Se per alcuni il passaggio di Napoleone Cera da Forza Italia alla Lega è stato accolto come una sfida coraggiosa, per altri è puro opportunismo. Per il consigliere regionale di San Marco in Lamis è solo amore per il territorio di Capitanata. “Nessuna scelta opportunistica, anzi. È una sfida che colgo con entusiasmo, e come ho già detto a Salvini, cercherò di sdoganare vecchi dogmi sulla Lega e far capire al mio elettorato che la Lega è un partito nazionale che fa politica da nord a sud. In provincia di Foggia c’è tanto da fare, dal miglioramento delle infrastrutture alla messa in sicurezza delle strade, alla sanità. Lavoreremo molto soprattutto nel campo dei trasporti, delle infrastrutture, temi tanto cari a Salvini”.

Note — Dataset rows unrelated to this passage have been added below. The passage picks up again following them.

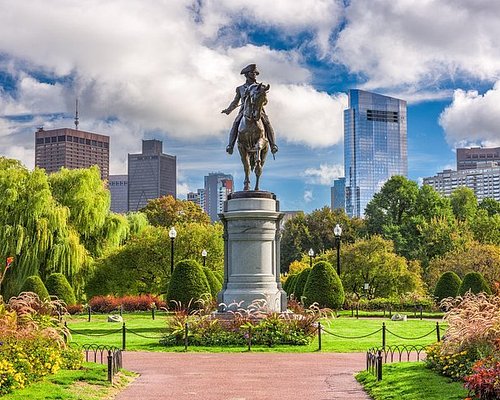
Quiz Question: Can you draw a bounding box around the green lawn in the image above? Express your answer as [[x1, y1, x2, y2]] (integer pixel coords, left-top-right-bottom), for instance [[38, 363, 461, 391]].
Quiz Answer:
[[2, 363, 133, 400], [63, 313, 445, 352], [356, 362, 467, 400]]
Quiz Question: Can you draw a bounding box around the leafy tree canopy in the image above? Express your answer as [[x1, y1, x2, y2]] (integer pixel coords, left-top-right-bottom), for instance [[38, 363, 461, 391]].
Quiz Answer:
[[341, 235, 423, 297], [141, 196, 210, 227]]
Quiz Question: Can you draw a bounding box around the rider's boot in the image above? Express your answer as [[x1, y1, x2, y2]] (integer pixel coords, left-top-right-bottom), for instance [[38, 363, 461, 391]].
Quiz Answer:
[[226, 121, 239, 154], [262, 114, 278, 154]]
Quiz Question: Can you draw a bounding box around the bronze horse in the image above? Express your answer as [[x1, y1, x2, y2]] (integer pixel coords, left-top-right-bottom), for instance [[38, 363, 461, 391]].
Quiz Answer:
[[238, 83, 270, 190]]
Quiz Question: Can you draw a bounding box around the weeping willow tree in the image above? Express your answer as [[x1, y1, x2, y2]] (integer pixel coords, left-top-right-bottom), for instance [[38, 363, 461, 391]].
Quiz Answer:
[[0, 157, 88, 298]]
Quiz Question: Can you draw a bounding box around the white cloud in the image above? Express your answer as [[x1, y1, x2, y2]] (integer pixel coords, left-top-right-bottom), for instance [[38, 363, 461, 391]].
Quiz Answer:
[[0, 0, 346, 173], [304, 190, 314, 203], [333, 0, 500, 89], [303, 164, 344, 186], [439, 81, 500, 146]]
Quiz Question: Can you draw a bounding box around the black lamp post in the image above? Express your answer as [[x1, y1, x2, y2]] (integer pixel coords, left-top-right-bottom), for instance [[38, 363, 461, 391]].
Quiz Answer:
[[168, 227, 177, 275], [307, 249, 314, 268], [364, 282, 370, 299], [333, 224, 342, 276], [201, 249, 208, 266]]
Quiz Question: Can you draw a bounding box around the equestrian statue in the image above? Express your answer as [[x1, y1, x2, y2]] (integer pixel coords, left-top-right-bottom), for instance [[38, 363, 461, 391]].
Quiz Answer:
[[222, 64, 278, 190]]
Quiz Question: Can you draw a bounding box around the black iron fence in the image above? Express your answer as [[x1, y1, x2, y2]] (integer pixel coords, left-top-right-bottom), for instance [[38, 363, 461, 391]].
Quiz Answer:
[[366, 345, 425, 381], [64, 322, 441, 351], [82, 344, 122, 383], [317, 322, 441, 350]]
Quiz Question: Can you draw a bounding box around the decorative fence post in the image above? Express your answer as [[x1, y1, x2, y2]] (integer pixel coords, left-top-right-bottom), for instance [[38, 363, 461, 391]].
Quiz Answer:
[[318, 321, 321, 351], [377, 350, 382, 381], [122, 322, 127, 350], [108, 350, 113, 384], [247, 325, 252, 351]]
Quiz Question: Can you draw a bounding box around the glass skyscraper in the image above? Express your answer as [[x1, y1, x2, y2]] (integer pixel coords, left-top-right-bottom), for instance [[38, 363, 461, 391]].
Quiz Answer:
[[344, 89, 408, 217]]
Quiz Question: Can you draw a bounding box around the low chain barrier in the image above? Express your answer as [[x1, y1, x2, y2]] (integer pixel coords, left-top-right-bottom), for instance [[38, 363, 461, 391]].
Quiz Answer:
[[318, 322, 441, 350], [82, 344, 122, 383], [366, 345, 425, 381], [64, 322, 441, 351]]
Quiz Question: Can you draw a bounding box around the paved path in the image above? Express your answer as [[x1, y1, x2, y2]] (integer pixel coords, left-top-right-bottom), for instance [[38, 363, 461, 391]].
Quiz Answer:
[[116, 352, 370, 400]]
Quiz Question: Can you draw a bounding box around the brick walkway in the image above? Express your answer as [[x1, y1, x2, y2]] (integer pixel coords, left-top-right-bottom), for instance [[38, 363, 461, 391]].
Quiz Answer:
[[116, 352, 370, 400]]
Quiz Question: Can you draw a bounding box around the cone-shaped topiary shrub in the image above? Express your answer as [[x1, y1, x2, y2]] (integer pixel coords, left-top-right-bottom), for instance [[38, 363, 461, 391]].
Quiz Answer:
[[45, 272, 76, 306], [434, 271, 462, 303], [302, 261, 345, 310], [458, 272, 491, 296], [203, 267, 222, 299], [21, 275, 49, 300], [293, 268, 311, 301], [212, 271, 224, 285], [167, 260, 210, 309]]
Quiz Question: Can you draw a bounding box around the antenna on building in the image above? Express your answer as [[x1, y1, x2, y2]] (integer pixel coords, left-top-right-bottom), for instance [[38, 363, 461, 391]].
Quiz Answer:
[[75, 97, 79, 130]]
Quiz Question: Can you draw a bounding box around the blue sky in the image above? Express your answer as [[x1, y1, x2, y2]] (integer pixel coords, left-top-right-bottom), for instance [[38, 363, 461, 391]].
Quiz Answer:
[[0, 0, 500, 212]]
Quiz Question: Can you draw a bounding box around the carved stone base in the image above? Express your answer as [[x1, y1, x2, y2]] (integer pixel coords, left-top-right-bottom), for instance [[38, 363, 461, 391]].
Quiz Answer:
[[218, 191, 287, 312]]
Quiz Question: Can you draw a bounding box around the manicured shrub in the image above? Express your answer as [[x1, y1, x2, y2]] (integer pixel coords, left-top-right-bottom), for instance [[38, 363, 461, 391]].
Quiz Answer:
[[293, 268, 311, 301], [45, 273, 76, 306], [66, 304, 83, 315], [89, 296, 120, 313], [458, 272, 491, 296], [20, 275, 49, 300], [203, 267, 222, 299], [434, 271, 462, 303], [213, 271, 224, 285], [167, 260, 210, 309], [302, 261, 345, 309]]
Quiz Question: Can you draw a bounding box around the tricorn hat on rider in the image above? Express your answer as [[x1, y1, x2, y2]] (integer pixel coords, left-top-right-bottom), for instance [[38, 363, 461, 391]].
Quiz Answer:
[[240, 64, 259, 75]]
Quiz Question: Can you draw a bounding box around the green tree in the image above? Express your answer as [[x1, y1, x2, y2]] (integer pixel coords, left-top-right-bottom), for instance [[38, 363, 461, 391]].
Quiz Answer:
[[0, 157, 89, 298], [458, 272, 491, 296], [479, 197, 500, 217], [450, 187, 477, 221], [425, 242, 500, 287], [470, 209, 500, 246], [86, 223, 224, 298], [167, 260, 210, 309], [341, 235, 423, 297], [45, 272, 76, 306], [302, 261, 345, 310], [141, 195, 210, 228], [365, 175, 419, 234], [20, 275, 50, 300], [281, 207, 365, 272], [434, 271, 462, 303]]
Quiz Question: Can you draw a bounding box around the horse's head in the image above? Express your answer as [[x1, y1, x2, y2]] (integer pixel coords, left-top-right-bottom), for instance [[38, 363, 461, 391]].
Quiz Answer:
[[244, 83, 271, 121]]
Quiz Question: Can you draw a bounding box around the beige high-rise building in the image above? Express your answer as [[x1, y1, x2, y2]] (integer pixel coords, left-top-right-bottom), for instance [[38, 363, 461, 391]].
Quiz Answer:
[[35, 128, 109, 180]]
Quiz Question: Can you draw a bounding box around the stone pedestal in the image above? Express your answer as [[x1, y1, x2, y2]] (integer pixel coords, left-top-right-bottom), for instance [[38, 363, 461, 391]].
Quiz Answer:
[[217, 191, 287, 312]]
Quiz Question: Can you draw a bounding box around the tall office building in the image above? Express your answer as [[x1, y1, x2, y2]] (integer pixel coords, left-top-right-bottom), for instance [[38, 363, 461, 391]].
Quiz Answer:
[[35, 128, 109, 180], [457, 147, 500, 171], [108, 175, 128, 214], [204, 172, 234, 221], [128, 139, 177, 211], [331, 178, 345, 210], [424, 161, 500, 201], [344, 89, 408, 217], [187, 189, 205, 211]]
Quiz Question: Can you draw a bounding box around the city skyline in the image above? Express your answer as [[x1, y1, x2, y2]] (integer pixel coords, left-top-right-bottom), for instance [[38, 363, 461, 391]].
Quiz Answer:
[[0, 0, 500, 212]]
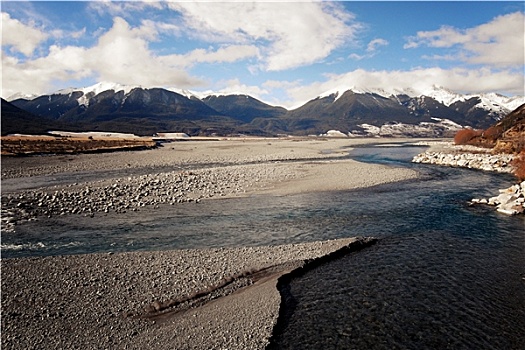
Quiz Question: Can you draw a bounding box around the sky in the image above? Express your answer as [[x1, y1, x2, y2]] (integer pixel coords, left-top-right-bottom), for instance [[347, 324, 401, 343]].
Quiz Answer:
[[0, 1, 525, 109]]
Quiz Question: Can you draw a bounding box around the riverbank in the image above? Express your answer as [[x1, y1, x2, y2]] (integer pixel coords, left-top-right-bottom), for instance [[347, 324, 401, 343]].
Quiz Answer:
[[2, 139, 418, 232], [412, 142, 525, 215], [1, 139, 418, 349], [1, 238, 372, 349]]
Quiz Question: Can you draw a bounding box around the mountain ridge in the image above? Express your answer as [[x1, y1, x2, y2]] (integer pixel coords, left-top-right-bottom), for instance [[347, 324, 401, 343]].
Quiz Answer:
[[2, 83, 525, 136]]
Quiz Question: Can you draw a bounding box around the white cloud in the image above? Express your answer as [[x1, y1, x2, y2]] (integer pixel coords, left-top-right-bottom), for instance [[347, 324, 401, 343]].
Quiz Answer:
[[169, 2, 359, 71], [348, 38, 388, 61], [161, 45, 259, 67], [366, 38, 388, 53], [1, 12, 49, 56], [404, 12, 525, 67], [2, 17, 258, 97]]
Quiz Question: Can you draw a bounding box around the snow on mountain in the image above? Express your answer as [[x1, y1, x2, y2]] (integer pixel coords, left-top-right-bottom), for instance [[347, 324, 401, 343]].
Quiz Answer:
[[56, 82, 140, 96], [319, 85, 525, 114], [166, 87, 202, 100], [6, 92, 38, 102]]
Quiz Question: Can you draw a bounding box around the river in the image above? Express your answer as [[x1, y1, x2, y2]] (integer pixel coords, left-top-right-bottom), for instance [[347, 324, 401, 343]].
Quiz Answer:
[[2, 145, 525, 349]]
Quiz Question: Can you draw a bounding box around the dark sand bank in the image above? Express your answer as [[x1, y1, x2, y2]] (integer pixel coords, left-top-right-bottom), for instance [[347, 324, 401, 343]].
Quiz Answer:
[[2, 238, 373, 349]]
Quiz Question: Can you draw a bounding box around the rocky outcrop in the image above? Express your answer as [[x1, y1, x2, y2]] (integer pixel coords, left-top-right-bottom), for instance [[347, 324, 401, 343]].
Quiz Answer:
[[412, 149, 525, 215], [471, 181, 525, 215], [412, 152, 514, 173]]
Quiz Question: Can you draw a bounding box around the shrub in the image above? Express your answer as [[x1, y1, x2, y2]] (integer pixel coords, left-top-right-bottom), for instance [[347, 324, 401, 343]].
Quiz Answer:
[[482, 126, 503, 141], [511, 150, 525, 181], [454, 129, 482, 145]]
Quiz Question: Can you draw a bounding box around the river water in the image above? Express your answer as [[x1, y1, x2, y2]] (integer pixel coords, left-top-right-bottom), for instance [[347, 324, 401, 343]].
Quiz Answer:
[[2, 145, 525, 349]]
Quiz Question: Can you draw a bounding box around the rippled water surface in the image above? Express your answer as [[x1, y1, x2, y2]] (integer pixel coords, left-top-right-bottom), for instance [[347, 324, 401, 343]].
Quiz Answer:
[[2, 142, 525, 349]]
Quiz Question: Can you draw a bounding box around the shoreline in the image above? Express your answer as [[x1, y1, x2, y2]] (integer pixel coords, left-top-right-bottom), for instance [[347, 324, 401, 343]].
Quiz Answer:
[[2, 139, 419, 232], [1, 238, 373, 349], [1, 139, 426, 349]]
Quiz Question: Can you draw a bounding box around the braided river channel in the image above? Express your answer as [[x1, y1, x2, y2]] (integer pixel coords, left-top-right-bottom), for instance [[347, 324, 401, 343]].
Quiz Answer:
[[2, 144, 525, 349]]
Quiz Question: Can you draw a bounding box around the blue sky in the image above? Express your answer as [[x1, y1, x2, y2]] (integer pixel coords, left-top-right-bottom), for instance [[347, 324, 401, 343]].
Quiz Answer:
[[1, 1, 525, 108]]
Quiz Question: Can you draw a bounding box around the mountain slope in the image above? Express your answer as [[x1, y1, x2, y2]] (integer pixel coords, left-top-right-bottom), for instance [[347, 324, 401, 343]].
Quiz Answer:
[[12, 87, 238, 135], [202, 95, 287, 123], [1, 99, 64, 135], [7, 83, 525, 137]]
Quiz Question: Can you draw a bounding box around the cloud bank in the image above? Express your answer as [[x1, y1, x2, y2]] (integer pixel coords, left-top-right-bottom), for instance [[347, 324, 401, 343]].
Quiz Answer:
[[2, 2, 525, 108]]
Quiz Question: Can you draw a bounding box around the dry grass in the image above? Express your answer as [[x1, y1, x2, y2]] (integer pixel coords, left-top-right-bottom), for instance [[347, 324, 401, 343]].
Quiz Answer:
[[1, 136, 156, 156]]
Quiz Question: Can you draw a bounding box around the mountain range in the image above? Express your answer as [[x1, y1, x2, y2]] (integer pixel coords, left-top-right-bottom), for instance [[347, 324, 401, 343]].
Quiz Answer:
[[2, 83, 525, 136]]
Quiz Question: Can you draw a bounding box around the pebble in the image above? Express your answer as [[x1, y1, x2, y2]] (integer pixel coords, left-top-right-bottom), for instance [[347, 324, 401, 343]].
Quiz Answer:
[[1, 165, 293, 232]]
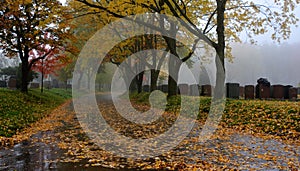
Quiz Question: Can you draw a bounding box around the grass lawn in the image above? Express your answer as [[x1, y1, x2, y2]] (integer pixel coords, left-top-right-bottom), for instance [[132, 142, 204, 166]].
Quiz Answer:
[[130, 93, 300, 140], [0, 89, 72, 137]]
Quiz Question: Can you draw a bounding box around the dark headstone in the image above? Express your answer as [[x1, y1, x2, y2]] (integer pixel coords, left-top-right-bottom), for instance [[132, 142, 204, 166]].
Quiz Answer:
[[289, 87, 298, 100], [51, 79, 59, 88], [58, 82, 66, 88], [245, 85, 254, 99], [284, 85, 293, 99], [143, 85, 150, 92], [256, 84, 271, 99], [271, 85, 284, 99], [7, 78, 17, 89], [201, 85, 212, 96], [240, 86, 245, 97], [178, 84, 189, 95], [255, 78, 271, 99], [67, 84, 72, 89], [156, 85, 162, 91], [190, 84, 200, 96], [29, 83, 40, 88], [162, 84, 168, 93], [0, 81, 7, 87], [44, 81, 51, 89], [226, 83, 240, 99]]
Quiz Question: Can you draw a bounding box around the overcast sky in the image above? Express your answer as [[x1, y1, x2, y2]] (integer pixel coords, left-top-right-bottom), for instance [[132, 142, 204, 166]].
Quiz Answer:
[[61, 0, 300, 86]]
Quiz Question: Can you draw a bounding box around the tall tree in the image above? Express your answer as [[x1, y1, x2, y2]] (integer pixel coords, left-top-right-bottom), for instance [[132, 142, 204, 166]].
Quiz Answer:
[[76, 0, 300, 95], [0, 0, 72, 92]]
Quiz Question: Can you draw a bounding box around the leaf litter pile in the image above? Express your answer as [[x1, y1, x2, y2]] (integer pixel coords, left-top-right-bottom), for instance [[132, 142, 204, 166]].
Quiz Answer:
[[1, 95, 300, 170]]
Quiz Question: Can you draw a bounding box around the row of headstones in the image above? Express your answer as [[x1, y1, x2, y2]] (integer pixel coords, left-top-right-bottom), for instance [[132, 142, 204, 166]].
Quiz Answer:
[[0, 78, 72, 89], [143, 83, 300, 100]]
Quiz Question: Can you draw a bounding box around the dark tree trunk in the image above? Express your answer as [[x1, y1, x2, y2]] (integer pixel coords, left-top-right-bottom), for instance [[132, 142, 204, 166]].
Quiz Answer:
[[214, 0, 226, 99], [136, 71, 144, 93], [76, 72, 83, 89], [150, 69, 159, 92], [41, 59, 44, 93], [21, 60, 29, 93]]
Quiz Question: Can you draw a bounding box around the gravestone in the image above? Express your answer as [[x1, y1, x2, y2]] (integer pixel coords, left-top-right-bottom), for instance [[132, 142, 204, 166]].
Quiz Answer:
[[178, 84, 189, 95], [201, 85, 212, 96], [51, 79, 59, 88], [226, 83, 240, 99], [245, 85, 254, 99], [284, 85, 293, 99], [44, 81, 51, 89], [7, 77, 17, 89], [271, 85, 284, 99], [0, 81, 7, 87], [67, 84, 72, 89], [289, 87, 298, 100], [156, 85, 162, 91], [29, 83, 40, 88], [256, 84, 271, 99], [255, 78, 271, 99], [240, 86, 245, 97], [143, 85, 150, 92], [190, 84, 200, 96], [162, 84, 168, 93]]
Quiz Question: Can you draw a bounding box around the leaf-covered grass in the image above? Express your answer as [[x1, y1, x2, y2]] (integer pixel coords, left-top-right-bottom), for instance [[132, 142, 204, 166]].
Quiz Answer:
[[130, 93, 300, 139], [0, 89, 72, 137]]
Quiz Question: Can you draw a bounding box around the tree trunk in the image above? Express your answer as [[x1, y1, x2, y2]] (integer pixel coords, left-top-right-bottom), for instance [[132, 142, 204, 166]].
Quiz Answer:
[[41, 59, 44, 93], [214, 0, 226, 99], [168, 57, 180, 97], [136, 71, 144, 93], [150, 69, 159, 92], [21, 60, 29, 93], [76, 72, 83, 90]]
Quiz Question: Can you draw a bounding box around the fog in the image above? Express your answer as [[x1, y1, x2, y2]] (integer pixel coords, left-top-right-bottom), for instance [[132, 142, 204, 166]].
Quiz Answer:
[[179, 42, 300, 86], [226, 42, 300, 86]]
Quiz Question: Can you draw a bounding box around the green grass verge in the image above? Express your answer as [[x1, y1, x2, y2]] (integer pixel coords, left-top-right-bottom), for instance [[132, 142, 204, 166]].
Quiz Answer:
[[130, 93, 300, 139], [0, 89, 72, 137]]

Come convincere i garganici e i foggiani ad avvicinarsi al carroccio? “Sono un terrone doc, e sono convinto – spiega Cera – che nella Lega possiamo davvero svoltare con benefici al nostro territorio. Ragazzi, la Lega è cambiata”. E Forza Italia? “Una storia chiusa male. Mi dispiace tanto. Mi aspettavo che qualcuno mi chiamasse, invece sia da Foggia che da Bari il silenzio più assoluto. L’unico che mi è stato vicino è stato il sottosegretario Sisto. Tutto è iniziato dal congresso provinciale. Attendo ancora risposte dal coordinatore regionale D’Attis. Mi deve ancora spiegare perché ha preferito un segretario non di Forza Italia a chi invece in quelle liste era stato eletto”.
Vicino anche al centrosinistra prima di scegliere la Lega? “Si sa, alla vigilia delle competizioni elettorali tutti ti cercano. Ho ascoltato tutti ma alla fine ho preferito la coerenza”. Candidato alle prossime regionali? “Certo, con più forza e determinazione, per il bene della Capitanata”.